How can engineers successfully transition into leadership roles?
The path that engineers take to reach leadership roles is a process in and of itself: it takes time to develop the knowledge, skills and experience needed to effectively and confidently head up interdisciplinary teams to have a far-reaching impact on your organization and industry.
While there’s no specific formula that will guarantee your rise up the corporate ladder, there are some tangible steps you can take to expand your current level of responsibility, learn new skills and increase your credibility and respect.
Expand your current levels of responsibility
Whether or not your current position includes management or leadership, you can proactively expand your zone of influence, which can often open doors to roles with more responsibilities.
Start by pursuing opportunities to widen and diversify your skillset. If a new project comes up in an area just outside your usual focus, ask to be included.
Not only does this show initiative, but it enables you to collaborate with new people, expand your knowledge base and bolster your expertise. These are all skills essential to leadership.
Another strategy is to volunteer to attend conferences, trade shows and other industry-focused events to share the innovative work being done in your workplace.
This demonstrates that you have a proactive mindset and are eager to take initiative.
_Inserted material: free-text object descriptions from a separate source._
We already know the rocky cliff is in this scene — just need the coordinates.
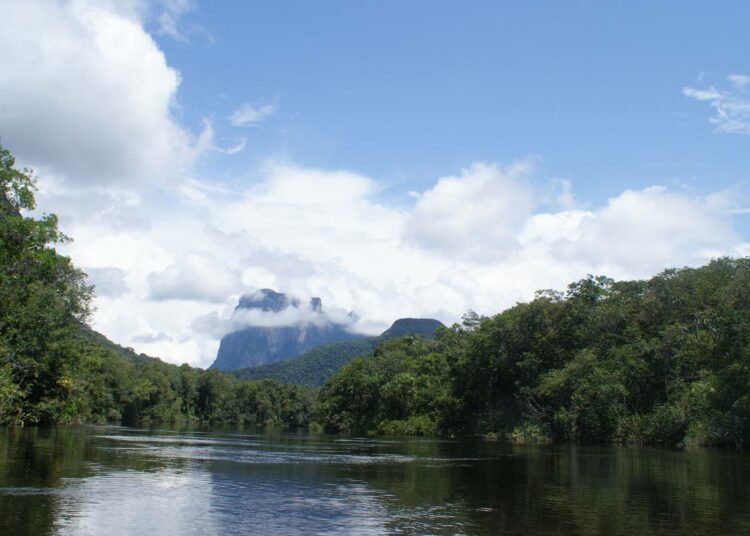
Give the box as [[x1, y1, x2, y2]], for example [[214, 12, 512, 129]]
[[209, 289, 363, 370]]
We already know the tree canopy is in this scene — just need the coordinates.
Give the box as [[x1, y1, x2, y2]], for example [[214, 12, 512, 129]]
[[317, 260, 750, 448]]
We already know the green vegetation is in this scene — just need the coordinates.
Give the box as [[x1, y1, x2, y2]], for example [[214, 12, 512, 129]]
[[232, 338, 379, 386], [317, 261, 750, 448], [379, 318, 445, 339], [0, 143, 313, 427]]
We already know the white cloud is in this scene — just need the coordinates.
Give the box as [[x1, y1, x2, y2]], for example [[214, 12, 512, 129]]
[[156, 0, 195, 39], [132, 331, 171, 343], [147, 252, 242, 302], [85, 267, 130, 297], [191, 291, 355, 339], [727, 74, 750, 89], [684, 74, 750, 134], [519, 187, 738, 276], [229, 100, 278, 126], [188, 118, 245, 155], [406, 161, 536, 261], [0, 0, 208, 186], [42, 158, 749, 369], [222, 138, 247, 155]]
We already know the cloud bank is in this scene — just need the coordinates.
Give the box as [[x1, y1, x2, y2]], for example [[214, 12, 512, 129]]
[[50, 157, 748, 368], [192, 290, 356, 340]]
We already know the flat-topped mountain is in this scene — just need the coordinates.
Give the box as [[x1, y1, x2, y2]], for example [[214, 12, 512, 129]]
[[209, 289, 363, 371], [211, 289, 446, 375]]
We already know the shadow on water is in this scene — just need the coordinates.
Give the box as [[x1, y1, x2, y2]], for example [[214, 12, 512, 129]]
[[1, 426, 750, 535]]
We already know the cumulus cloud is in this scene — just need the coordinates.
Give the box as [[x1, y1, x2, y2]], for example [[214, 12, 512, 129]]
[[194, 163, 748, 338], [0, 0, 208, 185], [684, 74, 750, 134], [229, 100, 278, 126], [406, 161, 536, 261], [44, 156, 750, 369], [566, 187, 737, 272], [86, 267, 130, 297], [518, 187, 738, 277], [147, 252, 242, 302], [132, 331, 172, 343]]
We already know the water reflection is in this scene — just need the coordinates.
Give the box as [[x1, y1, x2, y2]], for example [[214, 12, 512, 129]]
[[1, 426, 750, 535]]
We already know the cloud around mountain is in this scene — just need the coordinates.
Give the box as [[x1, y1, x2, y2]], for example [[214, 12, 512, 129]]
[[192, 289, 359, 340]]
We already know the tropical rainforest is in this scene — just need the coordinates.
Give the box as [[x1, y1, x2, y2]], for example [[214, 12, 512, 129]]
[[2, 142, 750, 448], [317, 262, 750, 448]]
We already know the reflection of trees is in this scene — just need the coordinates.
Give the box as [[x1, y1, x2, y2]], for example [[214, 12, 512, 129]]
[[287, 439, 750, 535], [0, 427, 80, 536], [0, 427, 175, 536], [347, 442, 750, 535], [3, 429, 750, 535]]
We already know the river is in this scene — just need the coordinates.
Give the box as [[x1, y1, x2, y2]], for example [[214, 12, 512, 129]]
[[1, 426, 749, 535]]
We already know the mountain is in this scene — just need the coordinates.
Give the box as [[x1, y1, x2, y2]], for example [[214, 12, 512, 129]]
[[380, 318, 445, 339], [209, 289, 364, 371], [232, 317, 445, 386], [232, 339, 380, 386]]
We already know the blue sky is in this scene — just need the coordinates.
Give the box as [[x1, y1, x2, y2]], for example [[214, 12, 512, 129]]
[[163, 1, 750, 206], [1, 0, 749, 366]]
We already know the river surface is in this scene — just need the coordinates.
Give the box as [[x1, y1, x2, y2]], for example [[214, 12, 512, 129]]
[[1, 426, 750, 535]]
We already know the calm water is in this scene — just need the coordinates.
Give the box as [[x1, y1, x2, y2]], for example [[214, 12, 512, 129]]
[[1, 426, 750, 535]]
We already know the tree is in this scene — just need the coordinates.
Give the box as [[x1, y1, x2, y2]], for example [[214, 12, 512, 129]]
[[0, 142, 93, 423]]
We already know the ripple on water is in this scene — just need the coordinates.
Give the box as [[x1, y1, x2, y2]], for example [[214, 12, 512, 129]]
[[93, 433, 468, 467], [0, 487, 60, 496]]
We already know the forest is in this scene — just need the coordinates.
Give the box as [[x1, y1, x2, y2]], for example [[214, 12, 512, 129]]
[[2, 142, 750, 448], [317, 261, 750, 448]]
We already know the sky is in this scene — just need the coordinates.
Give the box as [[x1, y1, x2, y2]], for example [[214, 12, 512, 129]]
[[1, 0, 750, 368]]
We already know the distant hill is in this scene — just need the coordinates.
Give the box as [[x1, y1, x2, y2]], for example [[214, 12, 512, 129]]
[[210, 289, 364, 371], [232, 339, 379, 386], [232, 317, 445, 386], [79, 326, 160, 366], [380, 318, 445, 339]]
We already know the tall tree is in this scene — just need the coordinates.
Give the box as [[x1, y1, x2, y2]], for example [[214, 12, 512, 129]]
[[0, 142, 93, 423]]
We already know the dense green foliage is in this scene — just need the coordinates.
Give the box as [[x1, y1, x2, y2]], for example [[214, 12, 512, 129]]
[[316, 336, 454, 436], [379, 318, 445, 339], [0, 143, 313, 427], [318, 261, 750, 448], [0, 144, 93, 424], [72, 329, 315, 426], [233, 338, 379, 386]]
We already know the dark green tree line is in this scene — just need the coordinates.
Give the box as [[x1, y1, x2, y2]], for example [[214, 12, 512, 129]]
[[318, 260, 750, 448]]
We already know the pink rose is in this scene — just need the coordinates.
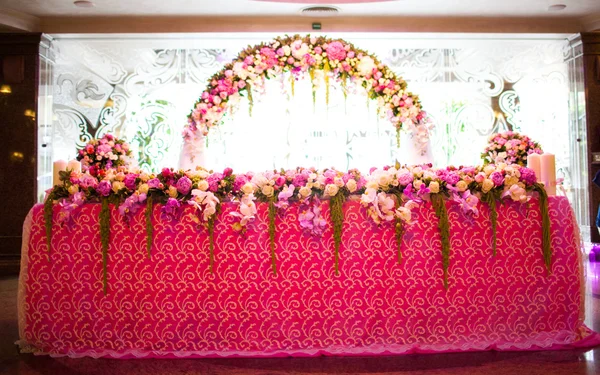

Develop essential skills for engineering leadership
You likely excel in your technical field, and your technical expertise may have prompted higher-ups to identify you as a high-performing employee on the leadership track.
The challenge, however, is that technical skills are different from the skills required to head up a project or team. Unfortunately, while many leaders may be technical experts, they lack the broad perspectives, emotional intelligence and communication skills that set effective leaders apart.
“They need to inspire and lead with robust and persuasive communication skills. They need to offer a compelling and differentiated strategic point of view. And they need to learn how to move beyond simply ‘doing; towards managing teams and projects to execute at a high level. “
Developing this kind of knowledge – and the leadership skills that go with it – may require stepping aside from your career and investing in additional education.
Expand technical knowledge while developing business acumen
One option is the MEL, an interdisciplinary master’s degree in engineering and leadership.
The MEL offers six industry-specific specializations that combine technical education taught by world-renowned experts from UBC Faculty of Applied Science with business education taught through one of Canada’s most acclaimed business schools.
Students gain new knowledge of their field, while also learning the communication, business and leadership skills needed to move into the next stage of their careers.
One required course introduces students to the six core business competencies of accounting, organizational behaviour and human resources, finance, marketing, business technology management and professional development. Students work with financial statements, develop marketing plans, and practice coaching skills and handling conflict through role-playing exercises.
“As you move up the career ladder, technical specialization does not matter as much as communication and being able to manage all facets of the business, from finance to marketing,” says Jiyan Pattarwala, who completed the MEL in High Performance Buildings.
“This was a crash course in these areas and is helping me to be a better leader.” Learn more about this course and how other students found it valuable for deepening their leadership skills.
Building confidence, gaining credibility
A program like the MEL offers other benefits to those who want to be leaders in their field.
The industry-driven curriculum offers ample opportunities to push beyond your comfort zone, apply new knowledge and practice new skills that will help you to transition into leadership roles.
You’ll also be learning alongside students from diverse professional and personal backgrounds, which helps you develop emotional intelligence and the ability to form strong working relationships with those very different from you.
Engineers land leadership roles
Alumni of the program tell us that when they return to their careers, they have greater confidence as leaders – and the jump in responsibility in their roles shows that their employers do too.
A master’s degree in engineering leadership from a world-renowned university like UBC is a valuable credential when seeking your next position. It tells employers that you are comfortable with taking risks, are committed to investing in your professional development and that you have what it takes to succeed in a challenging interdisciplinary environment.
In short: it shows that you are ready to lead.